Warning: The first paragraph contains some emotional and hormonal ranting on babies and nursing. Feel free to skip to the next paragraph!
I haven’t posted in a few days because I’ve been back in my why-can’t-my-running-be-back-to-normal funk. I am also about 2 weeks behind in my daily Bible reading (which is the most I’ve ever been since I started doing this) so I guess I feel a little guilty about spending any time blogging. Up until recently, I usually read the days assigned reading from my YouVersion app on my phone while I nursed Ashton at night. He is no longer nursing at night (in process of weaning completely) so I guess I need to find a new Bible reading routine that works. Weaning him is a whole other issue in itself. I know he’s ready- almost 17 mos. old now. I know it’s the right time. To be honest I’m the one having a hard time with it. He’s my last baby and I know that once he is weaned the “baby” phase of my life will be over.
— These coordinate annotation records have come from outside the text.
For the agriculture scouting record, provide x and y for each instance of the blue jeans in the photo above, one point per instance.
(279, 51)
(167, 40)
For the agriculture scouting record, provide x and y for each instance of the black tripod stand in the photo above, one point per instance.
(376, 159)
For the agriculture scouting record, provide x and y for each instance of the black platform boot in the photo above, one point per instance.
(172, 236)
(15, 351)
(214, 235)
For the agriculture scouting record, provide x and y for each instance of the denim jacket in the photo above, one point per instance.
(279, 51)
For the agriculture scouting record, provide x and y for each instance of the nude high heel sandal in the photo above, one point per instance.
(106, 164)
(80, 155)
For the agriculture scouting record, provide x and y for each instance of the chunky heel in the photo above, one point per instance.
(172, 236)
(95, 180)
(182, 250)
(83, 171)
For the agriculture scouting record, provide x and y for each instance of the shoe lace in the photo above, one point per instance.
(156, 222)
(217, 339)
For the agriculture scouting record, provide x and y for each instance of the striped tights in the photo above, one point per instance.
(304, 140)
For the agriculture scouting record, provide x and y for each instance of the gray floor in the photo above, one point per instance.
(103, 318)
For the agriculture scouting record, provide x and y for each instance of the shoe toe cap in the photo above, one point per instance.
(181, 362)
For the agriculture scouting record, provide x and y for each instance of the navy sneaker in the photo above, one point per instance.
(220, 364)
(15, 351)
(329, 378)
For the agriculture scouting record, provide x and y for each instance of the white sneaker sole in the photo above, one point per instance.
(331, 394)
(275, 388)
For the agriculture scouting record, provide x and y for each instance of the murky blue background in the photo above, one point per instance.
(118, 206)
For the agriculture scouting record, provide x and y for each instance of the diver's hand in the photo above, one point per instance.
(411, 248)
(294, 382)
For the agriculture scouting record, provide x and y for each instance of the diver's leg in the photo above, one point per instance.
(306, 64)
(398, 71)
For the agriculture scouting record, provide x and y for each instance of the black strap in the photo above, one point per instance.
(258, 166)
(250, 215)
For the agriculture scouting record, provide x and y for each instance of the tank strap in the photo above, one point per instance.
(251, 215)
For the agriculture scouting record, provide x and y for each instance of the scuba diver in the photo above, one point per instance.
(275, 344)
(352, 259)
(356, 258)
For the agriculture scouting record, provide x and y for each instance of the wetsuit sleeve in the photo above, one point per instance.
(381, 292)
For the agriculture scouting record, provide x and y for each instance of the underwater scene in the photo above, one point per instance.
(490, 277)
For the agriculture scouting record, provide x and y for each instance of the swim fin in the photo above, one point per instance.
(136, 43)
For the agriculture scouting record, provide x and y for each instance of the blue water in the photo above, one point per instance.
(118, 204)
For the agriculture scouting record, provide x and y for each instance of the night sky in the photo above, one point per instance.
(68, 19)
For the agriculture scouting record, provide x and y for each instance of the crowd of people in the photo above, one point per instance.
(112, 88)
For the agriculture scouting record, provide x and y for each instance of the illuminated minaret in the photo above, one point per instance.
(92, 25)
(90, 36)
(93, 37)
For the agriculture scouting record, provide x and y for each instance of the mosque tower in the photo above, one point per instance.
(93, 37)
No more pregnancies or babies. Sigh. This is a big deal to me. While being pregnant was not always “easy” for me (lots of morning sickness- especially with my girls) I loved it. I loved the miraculous feeling of it all. I loved feeling the kicks and movement. Nursing has been special to me too. Way more than I ever thought it would be. It definitely had its fair share of challenges (especially the first two weeks with each new baby) but SO worth it. I know I will never regret this time I spent with each of them. I just realized that between all my babies I’ve spent over 3 years being pregnant and over 5 years nursing. Yes, that’s 8 years and a chunk of my life. Don’t get me wrong, I am ready to move on to the next phase. John and I both are. I guess it’s just hard closing the door to one part of your life, even when you know it’s time.
Normally I would run to think and work through something like this but running is another issue right now. Physical Therapy went well Tuesday. My PT saw a huge improvement in my knee. The bursitis is much better but it will just take some time for the tendonitis to clear up. He said I could race the 5K this weekend but then he suggested that for the next few weeks I run one day a week and add in a lot of swimming and biking. While my first instinct was to fight him on this I know deep down that it is what I need to do. I’ve been “fighting” it too long. The two weeks I took off a few weeks ago did help my knee but it needed more time. Two weeks was just a number that I came up with and I hoped that would be long enough. It wasn’t.
Why am I racing tomorrow? Good question. First, it is a local race and I have a hard time not racing something that is right here. I am not experiencing any sharp shooting pain when I run or anything like that. It is a dull annoying ache that comes on usually in runs longer than 5 miles. This race is only a 5K. My knee has not bothered me in any of the 5K’s I’ve done recently. It has bothered me in all my longer runs. This is why I need to get this tendonitis cleared up. Longer runs are essential in marathon training and I don’t want to be dealing with this then. Bottom line- I know I have a warped sense of judgment when it comes to running and racing.
5K Race Goals for tomorrow:
I have had several workouts this week but only 2 sessions were running ones. I’ve actually been swimming and jogging in the water more than on the road. So once again, not the best 5K training. That pretty much sums up all of my spring/ summer 5K training. Hopefully next year will be better!
Of course, I still want to break 19 minutes but I’m not sure how realistic that is based on my recent training. I would like to race faster than my 5K two weeks ago, which means breaking 19:15. My first mile 2 weeks ago was a 5:58 which was a bit faster than overall race pace but I tend to do better positive splitting 5 K’s right now so I may try to run sub 6 again for the first mile. It’s hard setting realistic goals pace-wise because my training had been so sporadic and random. I’ve kept up my cardio but it’s just been in other forms which is a huge wild card in my mind.
Tomorrow will be interesting to say the least. After tomorrow’s 5K I will be switching gears from racing to recovery. I promise!!